The contraception myth as prevention of abortion finally starts to collapse.

In 2004 the INED continues to observe that «despite the mass diffusion of medical contraception (pill and IUD), the resort to induced abortion has remained surprisingly stable since 1975, (...) approximately 200,000 induced abortions per year.» But the INED still flounders trying to explain this phenomenon: «the method used is not always adapted to women’s social, emotional and sexual conditions of life.»

Apparently, the INED is having trouble believing in its own figures: more contraception, more abortions! And hormonal "contraception" or by IUD have direct abortive effects that are not taken into account in the figures of the INED.


"The number of abortions in 1990 was almost 170,000, when it had gone down to almost 162,000 a bit earlier. So we recover the level of years 1983 – 1984, the recent decrease seemed to be questioned. Nevertheless, one must be very cautious regarding that evolution. First of all because this information is provisional and no detailed analysis has yet been possible (...); secondly, because the reduction in the number of induced abortions in the 1980s was already interrupted by several oscillations difficult to analyze, and thirdly, abortion statistics are always flawed and based on lacunae statements made by certain clinical facilities. Several surveys carried out on this matter let us easily calculate that 40,000 is the number of induced abortions, not registered, but the real number could be double that." ("21st report on the demographic situation of France," in Population, n°5 sept.oct.1992)
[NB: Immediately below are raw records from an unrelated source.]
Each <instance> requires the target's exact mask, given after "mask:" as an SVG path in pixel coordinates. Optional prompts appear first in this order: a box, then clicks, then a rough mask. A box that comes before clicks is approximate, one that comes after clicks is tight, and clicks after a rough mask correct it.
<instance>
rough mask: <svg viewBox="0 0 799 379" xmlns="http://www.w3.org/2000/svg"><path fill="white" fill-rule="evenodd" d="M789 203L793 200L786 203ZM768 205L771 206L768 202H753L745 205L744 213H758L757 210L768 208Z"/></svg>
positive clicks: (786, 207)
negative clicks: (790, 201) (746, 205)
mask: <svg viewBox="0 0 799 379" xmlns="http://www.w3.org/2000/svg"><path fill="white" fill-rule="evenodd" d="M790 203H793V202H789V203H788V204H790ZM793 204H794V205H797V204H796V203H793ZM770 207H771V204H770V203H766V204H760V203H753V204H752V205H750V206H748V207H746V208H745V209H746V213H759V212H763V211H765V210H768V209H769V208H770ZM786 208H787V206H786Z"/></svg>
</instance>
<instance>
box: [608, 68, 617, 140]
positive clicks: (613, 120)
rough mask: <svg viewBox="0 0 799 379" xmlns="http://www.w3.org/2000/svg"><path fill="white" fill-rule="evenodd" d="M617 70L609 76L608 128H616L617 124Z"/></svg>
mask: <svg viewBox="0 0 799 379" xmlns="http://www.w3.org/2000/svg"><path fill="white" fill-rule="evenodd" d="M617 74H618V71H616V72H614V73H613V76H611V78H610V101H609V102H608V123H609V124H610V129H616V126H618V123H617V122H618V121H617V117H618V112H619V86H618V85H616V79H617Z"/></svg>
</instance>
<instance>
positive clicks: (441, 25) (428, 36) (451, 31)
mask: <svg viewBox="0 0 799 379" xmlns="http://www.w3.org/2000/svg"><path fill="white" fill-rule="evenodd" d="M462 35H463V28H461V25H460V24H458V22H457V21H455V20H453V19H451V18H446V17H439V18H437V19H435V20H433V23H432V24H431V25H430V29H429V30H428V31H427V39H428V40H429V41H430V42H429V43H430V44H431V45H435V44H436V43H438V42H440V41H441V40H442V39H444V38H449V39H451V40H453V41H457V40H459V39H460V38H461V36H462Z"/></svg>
Here the INED acknowledges that the number of abortions in 1990 falls somewhere between 210,000 and 250,000.

In 2004, the abortion statistical follow-up system was modified to integrate other sources of information, because the under-recording was calculated at 4.4% for the public sector and at 33.2% for the private sector (cf. DREES, Études et résultats, n°348, October 2004), which makes a 14% average. This rectification of statistics is way below of what the INED had said in 1992.

All these elements show that the abortions, which already were too many before 1973 (55 to 90,000 per year), multiplied themselves to reach 205,627 per year (official figure for 2002) under the effect of this law.

And, if in 1975 the percentage of non expected pregnancies that ended up in an abortion was 41%, in 2002 this number increased to 62%. This is a massive backlash to the right to live of unborn French citizens.



1. "The report of the demographic situation of France in 1972", in Population, n°6 (Nov. Dec. 1973), p.1047: where 1/1000 refers to induced abortions,
but Population et Sociétés, n°69 (May 1974): G. Calot (INED) considers that 1/1000 is an average rate of maternal death due to miscarriage and induced abortion.

2. Negative surplus percentage for the oldest women.

3. In May 1974, M. Gérard Calot, Director of the INED discreetly corrected this mistake in "Population et Sociétés" (n°69). However, he did not correct the report of 1966. In fact, two press articles (Le Parisien Libéré, 03/14/1974, and La Croix, 03/26/1974) had already mentioned the mistake.

4. The calculation resulted in 316 female deaths in 1963!

5. As from mid 1976, we observed a new seasonal division of births, which translates into a higher concentration during May-June-July and, no doubt, it represents the transition to a more focused fertility system and the reduction of unwanted births.

6. Remeasured in 1990. Abortion promoters referred to that figure "forgetting" to mention underreporting (cf. subsequent information).